Many of these herbs were also ingredients in Kyphi, the incense used in Egyptian temples and homes, indicating the cultural influence of the Egyptians on the Jews and other peoples under Pharaonic control.
Fragrant ointments were applied to clothing, as well as the body and hair. Incense was used in the temples of ancient Egyptian gods Ra and Horus. Pliny the Elder recorded that alabaster containers were the preferred means of storing raw incense resins, which seems to be accurate, because 350 liters of resins stored in alabaster containers were found in the tomb of King Tut (c. 1342 BC) in 1922. The resins were still active and viable.
Unlike perfumes today, however, the perfumes of antiquity were oily ointments, dense pomades, and balsams (syrupy mixtures of tars and etheric oils). The favorite scents of the ancient Mediterranean were those of rose, lily, iris, sage, thyme, marjoram, saffron, mint, and anise. Frankincense, myrrh, and lavender were regularly used in religious rites. They were burned, releasing a fragrant smoke into the surrounding atmosphere.
The Bible, the Quran, and the Hadiths also contain numerous references to the use of incense. The traditional use of incense for worship ebbed with the rise of Christianity, but its value in the pre-Christian era continued until the birth of Christ and for centuries afterward.
Spices were valuable commodities. Pliny wrote in the 1st century AD that the Arabians were the richest people in the world because of their profits from the spice trade. The Three Kings who visited Baby Jesus at the time of his birth brought gifts of gold, frankincense, and myrrh.
There are also multiple references to the use of various herbs and spices to perfume clothes, to commemorate burials, and to express love, romance, and joy. There are 21 references to incense burning in the Bible, including Luke 1:8–11, Hebrews 9:1–4, and Revelation 5:6–8.
Incense was also used in the embalming of Jesus’ body. Initially, the early Christians forbade the use of incense in churches. Today, the Eastern Orthodox, Lutheran, and Roman Catholic churches continue to use incense for religious purposes. Incense was a symbol of prayer for the Jews. In Psalm 141:2, David says “Let my prayer be counted as incense before you, and the lifting up of my hands as the evening sacrifice!”

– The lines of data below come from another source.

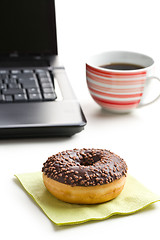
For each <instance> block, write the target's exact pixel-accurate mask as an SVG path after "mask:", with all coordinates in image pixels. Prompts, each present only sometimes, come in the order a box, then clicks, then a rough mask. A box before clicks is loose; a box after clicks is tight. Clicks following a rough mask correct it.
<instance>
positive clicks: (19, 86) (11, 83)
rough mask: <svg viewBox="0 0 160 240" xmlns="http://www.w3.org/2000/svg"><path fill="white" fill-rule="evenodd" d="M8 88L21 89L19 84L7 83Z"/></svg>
mask: <svg viewBox="0 0 160 240" xmlns="http://www.w3.org/2000/svg"><path fill="white" fill-rule="evenodd" d="M8 87H9V88H21V86H20V84H18V83H9V84H8Z"/></svg>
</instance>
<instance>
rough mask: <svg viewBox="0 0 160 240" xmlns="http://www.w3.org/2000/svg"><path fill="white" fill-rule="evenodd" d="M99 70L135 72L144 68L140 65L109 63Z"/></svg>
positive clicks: (129, 63) (142, 66) (136, 64)
mask: <svg viewBox="0 0 160 240" xmlns="http://www.w3.org/2000/svg"><path fill="white" fill-rule="evenodd" d="M100 67H101V68H106V69H112V70H137V69H141V68H144V67H143V66H141V65H137V64H130V63H111V64H106V65H102V66H100Z"/></svg>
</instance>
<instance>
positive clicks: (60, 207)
mask: <svg viewBox="0 0 160 240" xmlns="http://www.w3.org/2000/svg"><path fill="white" fill-rule="evenodd" d="M15 176H16V177H17V178H18V179H19V181H20V182H21V184H22V185H23V187H24V188H25V190H26V191H27V192H28V194H29V195H30V196H31V197H32V198H33V199H34V201H35V202H36V203H37V204H38V205H39V206H40V208H41V209H42V210H43V211H44V213H45V214H46V215H47V216H48V218H49V219H50V220H51V221H52V222H54V223H55V224H57V225H66V224H79V223H83V222H86V221H90V220H102V219H106V218H109V217H110V216H113V215H117V214H118V215H124V214H131V213H134V212H136V211H138V210H140V209H142V208H144V207H146V206H148V205H150V204H152V203H155V202H157V201H160V197H159V196H157V195H156V194H154V193H152V192H150V191H149V190H148V189H146V188H145V187H144V186H143V185H142V184H140V183H139V182H138V181H137V180H136V179H135V178H133V177H131V176H129V175H128V177H127V181H126V184H125V187H124V189H123V191H122V192H121V194H120V195H119V196H118V197H117V198H115V199H113V200H111V201H109V202H106V203H101V204H95V205H79V204H69V203H65V202H62V201H60V200H58V199H56V198H55V197H54V196H52V195H51V194H50V193H49V192H48V191H47V189H46V188H45V186H44V184H43V180H42V173H41V172H37V173H25V174H17V175H15Z"/></svg>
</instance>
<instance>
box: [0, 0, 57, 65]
mask: <svg viewBox="0 0 160 240" xmlns="http://www.w3.org/2000/svg"><path fill="white" fill-rule="evenodd" d="M0 9H1V14H0V30H1V37H0V62H4V61H6V62H8V61H13V62H14V61H19V60H22V59H24V60H26V59H34V60H37V61H38V60H41V59H43V60H44V59H46V60H48V61H49V62H50V61H51V60H52V57H53V55H57V35H56V20H55V19H56V17H55V3H54V0H1V1H0Z"/></svg>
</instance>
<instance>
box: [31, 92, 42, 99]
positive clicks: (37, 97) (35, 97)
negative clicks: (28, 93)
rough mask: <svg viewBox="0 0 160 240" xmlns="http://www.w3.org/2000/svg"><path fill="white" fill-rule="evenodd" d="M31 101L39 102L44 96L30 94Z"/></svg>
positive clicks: (40, 95)
mask: <svg viewBox="0 0 160 240" xmlns="http://www.w3.org/2000/svg"><path fill="white" fill-rule="evenodd" d="M29 100H30V101H39V100H42V95H41V94H40V93H30V94H29Z"/></svg>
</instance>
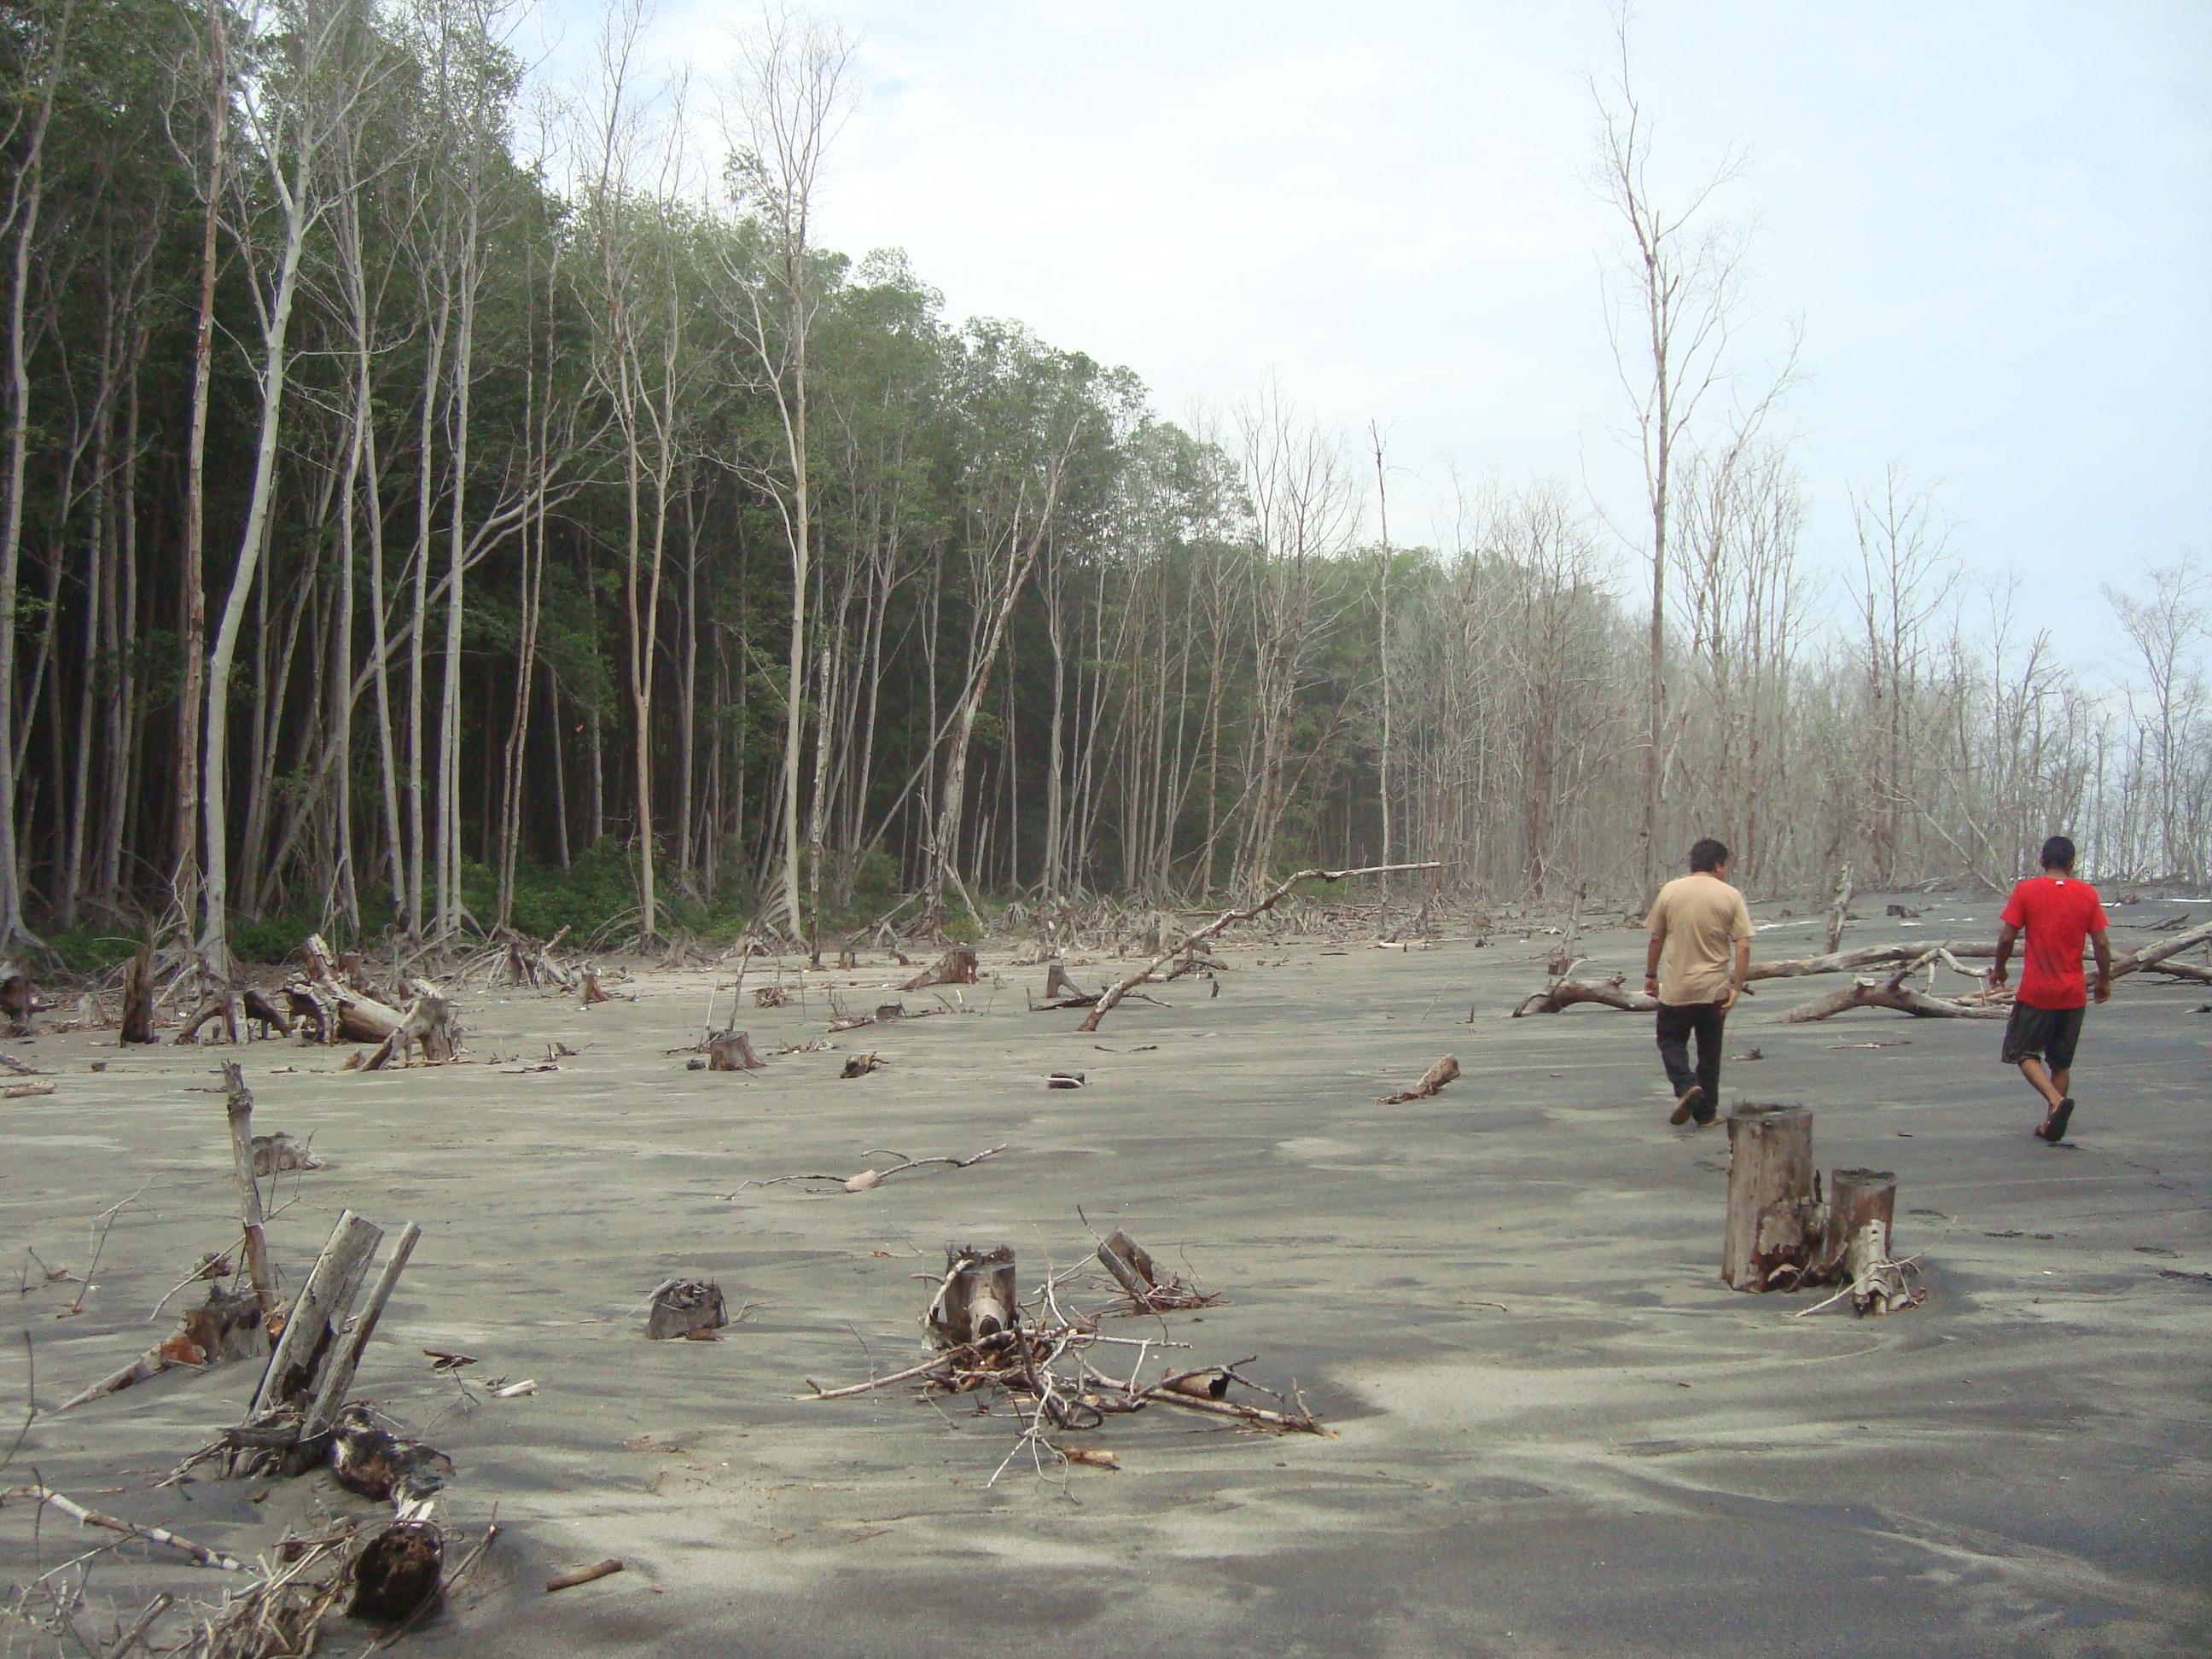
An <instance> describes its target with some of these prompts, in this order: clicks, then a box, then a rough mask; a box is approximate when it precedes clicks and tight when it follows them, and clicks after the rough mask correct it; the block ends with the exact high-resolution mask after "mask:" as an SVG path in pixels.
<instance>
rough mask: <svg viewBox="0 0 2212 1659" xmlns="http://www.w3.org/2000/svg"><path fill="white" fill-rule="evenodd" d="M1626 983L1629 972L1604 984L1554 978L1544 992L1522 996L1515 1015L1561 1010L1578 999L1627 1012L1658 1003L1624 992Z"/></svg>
mask: <svg viewBox="0 0 2212 1659" xmlns="http://www.w3.org/2000/svg"><path fill="white" fill-rule="evenodd" d="M1626 984H1628V975H1626V973H1615V975H1613V978H1608V980H1604V982H1601V984H1593V982H1590V980H1564V978H1562V980H1553V982H1551V984H1546V987H1544V989H1542V991H1535V993H1531V995H1526V998H1522V1004H1520V1006H1517V1009H1513V1018H1515V1020H1520V1018H1522V1015H1524V1013H1562V1011H1566V1009H1571V1006H1575V1004H1577V1002H1597V1004H1599V1006H1606V1009H1621V1011H1624V1013H1652V1011H1655V1009H1657V1006H1659V1000H1657V998H1648V995H1644V993H1641V991H1624V989H1621V987H1626Z"/></svg>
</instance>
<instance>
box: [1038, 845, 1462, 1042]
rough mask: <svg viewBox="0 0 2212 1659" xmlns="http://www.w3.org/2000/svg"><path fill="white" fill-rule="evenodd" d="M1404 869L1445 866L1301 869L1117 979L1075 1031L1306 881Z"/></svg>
mask: <svg viewBox="0 0 2212 1659" xmlns="http://www.w3.org/2000/svg"><path fill="white" fill-rule="evenodd" d="M1400 869H1442V865H1438V863H1422V865H1365V867H1360V869H1301V872H1298V874H1296V876H1290V878H1287V880H1283V883H1279V885H1276V887H1274V889H1272V891H1267V894H1265V896H1261V898H1256V900H1254V902H1250V905H1239V907H1232V909H1225V911H1221V914H1219V916H1217V918H1214V920H1210V922H1206V925H1203V927H1194V929H1190V931H1188V933H1183V936H1181V938H1179V940H1177V942H1175V945H1172V947H1168V949H1161V951H1159V953H1157V956H1152V960H1150V962H1146V964H1144V967H1139V969H1137V971H1133V973H1124V975H1121V978H1119V980H1115V982H1113V984H1108V987H1106V989H1104V991H1102V993H1099V1000H1097V1002H1095V1004H1091V1013H1086V1015H1084V1022H1082V1024H1079V1026H1075V1029H1077V1031H1097V1029H1099V1020H1104V1018H1106V1015H1108V1013H1113V1011H1115V1009H1117V1006H1119V1004H1121V1000H1124V998H1128V993H1130V991H1135V989H1137V987H1139V984H1144V982H1146V980H1150V978H1152V975H1155V973H1157V971H1159V969H1164V967H1166V964H1168V962H1172V960H1175V958H1177V956H1183V958H1188V956H1194V953H1197V947H1199V945H1203V942H1206V940H1210V938H1217V936H1219V933H1221V931H1223V929H1225V927H1230V925H1234V922H1250V920H1252V918H1256V916H1265V914H1267V911H1272V909H1274V907H1276V905H1281V902H1283V900H1285V898H1287V896H1290V894H1292V889H1296V887H1298V883H1303V880H1325V883H1338V880H1352V878H1354V876H1387V874H1394V872H1400ZM1155 938H1164V936H1155Z"/></svg>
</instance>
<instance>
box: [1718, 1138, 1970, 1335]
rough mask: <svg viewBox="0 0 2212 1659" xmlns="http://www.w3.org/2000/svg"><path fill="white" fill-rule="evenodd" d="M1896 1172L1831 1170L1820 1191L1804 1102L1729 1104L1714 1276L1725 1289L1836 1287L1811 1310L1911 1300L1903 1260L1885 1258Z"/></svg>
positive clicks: (1890, 1225)
mask: <svg viewBox="0 0 2212 1659" xmlns="http://www.w3.org/2000/svg"><path fill="white" fill-rule="evenodd" d="M1896 1201H1898V1179H1896V1175H1891V1172H1889V1170H1834V1172H1832V1175H1829V1192H1827V1197H1825V1199H1823V1194H1820V1175H1818V1170H1814V1161H1812V1113H1809V1110H1807V1108H1803V1106H1759V1104H1747V1106H1736V1108H1734V1110H1732V1113H1730V1115H1728V1225H1725V1234H1723V1241H1721V1279H1723V1281H1725V1283H1728V1285H1730V1287H1734V1290H1805V1287H1809V1285H1836V1283H1840V1285H1843V1290H1838V1292H1836V1294H1834V1296H1829V1298H1827V1301H1823V1303H1820V1305H1818V1307H1807V1310H1805V1312H1809V1314H1812V1312H1820V1307H1832V1305H1834V1303H1838V1301H1845V1298H1849V1301H1851V1305H1854V1307H1856V1310H1858V1312H1860V1314H1891V1312H1898V1310H1902V1307H1916V1305H1920V1303H1922V1301H1924V1298H1927V1290H1924V1287H1920V1285H1916V1283H1913V1279H1916V1274H1918V1270H1916V1265H1913V1263H1911V1261H1893V1259H1891V1254H1889V1230H1891V1223H1893V1217H1896Z"/></svg>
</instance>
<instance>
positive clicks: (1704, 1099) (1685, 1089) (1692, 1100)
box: [1666, 1084, 1712, 1128]
mask: <svg viewBox="0 0 2212 1659" xmlns="http://www.w3.org/2000/svg"><path fill="white" fill-rule="evenodd" d="M1699 1108H1703V1113H1705V1117H1712V1108H1710V1106H1705V1086H1703V1084H1690V1086H1688V1088H1683V1091H1681V1093H1679V1095H1677V1097H1674V1110H1672V1113H1670V1115H1668V1119H1666V1121H1670V1124H1674V1126H1677V1128H1679V1126H1681V1124H1688V1121H1690V1119H1692V1117H1697V1113H1699Z"/></svg>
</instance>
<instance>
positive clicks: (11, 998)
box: [0, 951, 975, 1037]
mask: <svg viewBox="0 0 2212 1659" xmlns="http://www.w3.org/2000/svg"><path fill="white" fill-rule="evenodd" d="M973 958H975V951H969V960H973ZM973 978H975V975H973V973H971V975H969V980H971V982H973ZM35 1009H38V995H35V993H33V991H31V975H29V973H24V971H22V962H15V960H4V962H0V1013H4V1015H7V1024H9V1031H11V1033H13V1035H18V1037H27V1035H31V1013H33V1011H35Z"/></svg>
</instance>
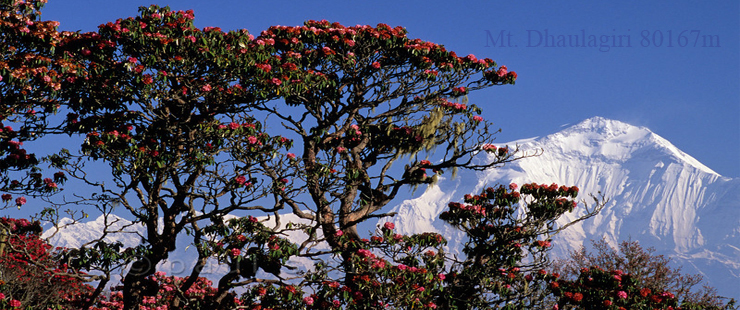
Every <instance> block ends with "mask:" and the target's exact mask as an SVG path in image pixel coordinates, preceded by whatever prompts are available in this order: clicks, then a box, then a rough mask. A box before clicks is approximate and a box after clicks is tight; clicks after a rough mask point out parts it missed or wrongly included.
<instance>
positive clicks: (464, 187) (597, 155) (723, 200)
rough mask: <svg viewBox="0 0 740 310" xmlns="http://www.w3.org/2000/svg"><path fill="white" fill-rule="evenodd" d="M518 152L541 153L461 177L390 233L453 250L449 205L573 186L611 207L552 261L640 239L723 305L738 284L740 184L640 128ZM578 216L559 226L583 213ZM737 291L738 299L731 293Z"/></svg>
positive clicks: (562, 235) (587, 121)
mask: <svg viewBox="0 0 740 310" xmlns="http://www.w3.org/2000/svg"><path fill="white" fill-rule="evenodd" d="M512 144H517V145H518V146H519V149H520V150H521V151H522V153H524V154H533V153H535V154H539V155H538V156H530V157H526V158H523V159H520V160H517V161H514V162H512V163H510V164H507V165H506V166H504V167H502V168H496V169H491V170H487V171H481V172H471V171H461V172H460V175H459V176H458V177H457V178H452V179H443V180H440V182H439V183H438V184H437V186H435V187H433V188H430V189H429V190H427V191H426V192H425V193H424V194H423V195H421V196H420V197H417V198H414V199H409V200H406V201H403V202H402V203H400V204H399V205H397V206H396V207H395V208H394V209H393V211H395V212H397V216H395V217H394V218H392V219H381V220H380V221H381V223H382V222H383V221H392V222H394V223H395V224H396V228H397V229H398V230H399V231H400V232H402V233H406V234H411V233H420V232H426V231H430V230H432V231H437V232H439V233H441V234H443V235H444V236H445V237H446V238H447V239H448V240H449V245H450V249H449V250H450V252H455V249H459V248H460V247H461V245H462V243H464V240H463V238H464V236H463V235H462V234H461V233H460V232H459V231H456V230H454V229H452V227H450V226H449V225H446V223H444V222H442V221H440V220H439V219H438V215H439V213H441V212H442V211H444V210H445V208H446V205H447V203H449V202H450V201H460V200H461V199H462V196H463V195H464V194H468V193H477V192H480V191H481V190H482V189H483V188H485V187H486V186H494V185H496V184H509V183H518V184H524V183H530V182H536V183H544V184H550V183H556V184H562V185H568V186H572V185H575V186H578V187H579V188H580V189H581V191H580V193H581V195H580V196H579V199H583V200H584V201H589V202H590V201H591V200H590V199H589V197H588V195H589V194H597V193H599V192H600V193H602V194H603V196H604V197H605V198H607V199H609V202H608V203H607V204H606V206H605V208H604V209H603V211H601V213H599V214H598V215H596V216H594V217H593V218H591V219H589V220H587V221H583V222H580V223H577V224H576V225H573V226H571V227H569V228H568V229H566V230H565V231H563V232H562V233H560V234H559V235H557V236H556V237H555V238H554V239H553V245H554V246H553V254H554V255H555V256H556V257H563V256H565V255H567V253H568V251H570V250H575V249H578V248H579V247H580V246H581V245H583V244H588V240H589V239H602V238H604V239H606V240H607V242H609V243H610V244H611V245H613V246H616V245H617V244H618V243H619V242H621V241H625V240H630V239H631V240H636V241H639V242H640V243H641V245H643V246H644V247H646V248H648V247H653V248H655V249H656V253H657V254H663V255H666V256H670V257H671V258H673V260H674V262H676V263H677V264H680V265H683V266H684V271H685V272H687V273H701V274H703V275H704V276H706V279H707V280H708V281H709V282H708V284H709V285H712V286H715V287H717V288H718V289H719V290H720V293H721V294H723V295H725V296H729V297H736V298H737V297H740V293H739V292H738V291H737V290H735V288H736V283H738V281H740V194H738V193H740V179H733V178H726V177H722V176H720V175H719V174H717V173H716V172H714V171H712V170H711V169H709V168H707V167H706V166H705V165H703V164H702V163H700V162H699V161H697V160H696V159H694V158H693V157H691V156H689V155H688V154H686V153H684V152H682V151H681V150H679V149H678V148H676V147H675V146H674V145H673V144H671V143H670V142H668V141H667V140H666V139H664V138H662V137H660V136H659V135H657V134H655V133H653V132H652V131H650V130H649V129H647V128H645V127H638V126H633V125H630V124H627V123H624V122H620V121H615V120H609V119H606V118H602V117H594V118H590V119H587V120H585V121H582V122H580V123H578V124H575V125H572V126H570V127H567V128H565V129H563V130H561V131H559V132H557V133H554V134H551V135H548V136H544V137H540V138H532V139H527V140H520V141H516V142H513V143H509V145H512ZM583 212H584V211H583V208H577V209H576V211H575V213H574V214H566V215H565V216H563V217H562V218H561V219H560V220H559V222H561V223H565V222H568V221H571V220H574V219H575V218H576V217H577V216H579V215H581V214H582V213H583ZM733 290H734V291H733Z"/></svg>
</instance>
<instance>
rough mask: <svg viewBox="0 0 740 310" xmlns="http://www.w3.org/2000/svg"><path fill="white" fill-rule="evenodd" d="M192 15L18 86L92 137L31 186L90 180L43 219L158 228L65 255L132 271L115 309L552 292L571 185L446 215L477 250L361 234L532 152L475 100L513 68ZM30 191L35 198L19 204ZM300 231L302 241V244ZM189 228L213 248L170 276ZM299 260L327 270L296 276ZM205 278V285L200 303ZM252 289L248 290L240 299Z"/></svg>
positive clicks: (130, 36) (24, 82)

The Talmud records an ancient tradition, perhaps dating back to the 2nd Temple of Jerusalem (c. 516 BC), of mixing 11 ingredients to produce Ketoret for use in the Jewish temples of Jerusalem. The incense comprised “balm, onycha, galbanum and frankincense, each in the quantity of seventy manehs; of myrrh, cassia, spikenard and saffron, each sixteen manehs by weight; of costus twelve, of aromatic rind three, and of cinnamon nine manehs; of lye obtained from leek nine kabs; of salt the Sodom the fourth of a kab, and of the smoke raiser (a herb that makes the smoke of the incense rise) a minute quantity” (Rabbi Louis Jacob, My Jewish Learning). It was burned twice daily in the Holy temple and helped mask the odor from the animal sacrifices.